BOINC: Recovering from Failures

The BOINC interface works as follows:

  1. The PyMW worker Task gets packaged as a BOINC “work unit” (or job)
  2. These work units get sent off to volunteer compute nodes
  3. The results get “assimilated” creating an output file for PyMW to consume
  4. Finally, the results get turned into completed PyMW Tasks

In this process, a work unit can fail for many reasons (execution problems, computer crashes, user hits “abort”, etc…) and BOINC will automatically reprocess the work unit. After a number of failures (user specified), BOINC will give up and flag the work unit with an error code of “too many errors”. At this point, the work unit gets assimilated by the PyMW assimilator, but instead of sending back output files to the PyMW app, an error file is produced specifiying exactly why the work unit failed.

The PyMW BOINC interface will automatically turn these failure files into Python exceptions and attach them to the Task that failed. The interface then deletes the failure file so that future runs don’t get confused and think they failed as soon as they begin.

This exposes two rough patches in the BOINC interface that I hope to fix soon:

  1. All runs of an application produce files with the same names. BOINC doesn’t like this and the PyMW BOINC interface get confused by it as well (as noted above).
  2. If the task exception isn’t handled correctly in the PyMW application (your application running onto of PyMW), BOINC will be left in an un-predictable state. This will most likely result in many output files piling up in the task directory. These files will then be viewed as results the next time the application is run, which is wrong.

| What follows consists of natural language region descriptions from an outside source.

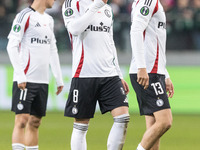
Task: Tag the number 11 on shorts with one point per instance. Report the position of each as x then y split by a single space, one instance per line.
23 94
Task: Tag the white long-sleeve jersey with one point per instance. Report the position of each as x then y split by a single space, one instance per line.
148 37
89 25
32 48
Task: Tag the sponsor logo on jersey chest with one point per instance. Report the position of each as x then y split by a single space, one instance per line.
69 12
100 28
107 13
40 41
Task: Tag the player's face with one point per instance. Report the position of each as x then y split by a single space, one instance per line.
49 3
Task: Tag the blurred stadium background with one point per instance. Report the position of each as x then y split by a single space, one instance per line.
183 61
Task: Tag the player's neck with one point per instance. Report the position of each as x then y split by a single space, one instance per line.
39 6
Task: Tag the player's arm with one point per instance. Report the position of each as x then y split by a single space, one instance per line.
14 39
116 62
55 63
140 19
169 84
75 23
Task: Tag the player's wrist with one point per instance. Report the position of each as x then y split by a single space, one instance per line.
97 5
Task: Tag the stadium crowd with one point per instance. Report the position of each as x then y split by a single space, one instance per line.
183 23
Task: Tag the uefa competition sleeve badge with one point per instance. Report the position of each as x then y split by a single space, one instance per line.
69 12
17 28
144 11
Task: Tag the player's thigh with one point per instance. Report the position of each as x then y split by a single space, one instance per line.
22 99
150 120
119 111
82 98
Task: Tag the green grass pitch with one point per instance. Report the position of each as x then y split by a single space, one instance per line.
55 132
56 129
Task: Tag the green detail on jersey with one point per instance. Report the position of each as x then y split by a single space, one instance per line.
144 11
17 28
69 12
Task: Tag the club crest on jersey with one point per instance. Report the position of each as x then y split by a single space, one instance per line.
107 13
17 28
101 28
144 10
159 102
20 106
69 12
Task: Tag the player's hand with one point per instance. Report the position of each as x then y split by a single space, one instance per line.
143 77
22 85
125 85
169 87
59 90
105 1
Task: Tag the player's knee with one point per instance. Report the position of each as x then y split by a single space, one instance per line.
34 122
166 125
125 118
21 121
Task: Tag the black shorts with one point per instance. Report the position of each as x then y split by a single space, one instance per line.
85 92
32 100
154 98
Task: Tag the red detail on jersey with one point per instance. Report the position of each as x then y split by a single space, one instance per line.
144 33
71 40
155 67
155 9
27 24
80 65
77 5
27 66
137 2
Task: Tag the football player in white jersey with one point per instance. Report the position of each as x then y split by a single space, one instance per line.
32 48
95 70
148 73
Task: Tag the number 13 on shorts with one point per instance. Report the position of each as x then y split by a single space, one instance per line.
157 88
75 96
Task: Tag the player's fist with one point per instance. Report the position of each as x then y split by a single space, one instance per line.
143 77
59 90
105 1
100 1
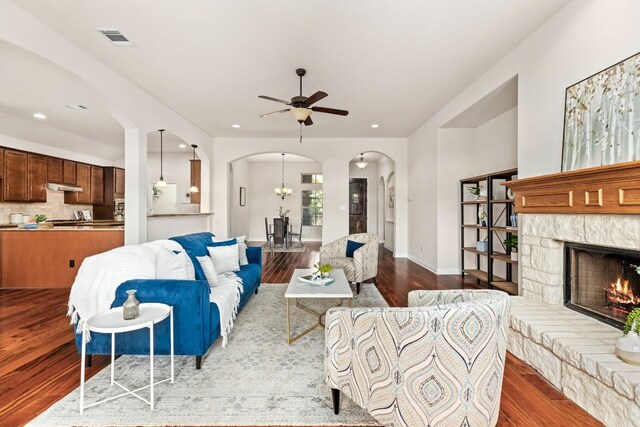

Fixing the first problem is fairly straight forward (give each file a unique name), but the second is harder. Automatically canceling all existing work units may be the wrong thing to do for some applications, so that isn’t really an option. On the other hand, leaving it up to the developer to handle exceptions and wait for all work units to complete (or canceling them) isn’t ideal either.

The current plan is to provide some sort of sane default behavior that can be overridden or changed by client applications as needed.

Posted by Jeremy

310 Responses to “BOINC: Recovering from Failures”

  1. Reginald says:

    credits@thighs.presaged” rel=”nofollow”>.…

    ñýíêñ çà èíôó….

  2. daniel says:

    japs@telli.myras” rel=”nofollow”>.…

    ñïàñèáî….

  3. theodore says:

    merner@experimenter.lowlands” rel=”nofollow”>.…

    ñïñ!!…

  4. Howard says:

    sleeps@spilled.feasting” rel=”nofollow”>.…

    áëàãîäàðåí!!…

  5. angel says:

    poked@mcalester.hobbled” rel=”nofollow”>.…

    ñýíêñ çà èíôó!…

  6. Clarence says:

    primed@ambition.bellman” rel=”nofollow”>.…

    good info….

  7. Guy says:

    disciplining@inwardness.danish” rel=”nofollow”>.…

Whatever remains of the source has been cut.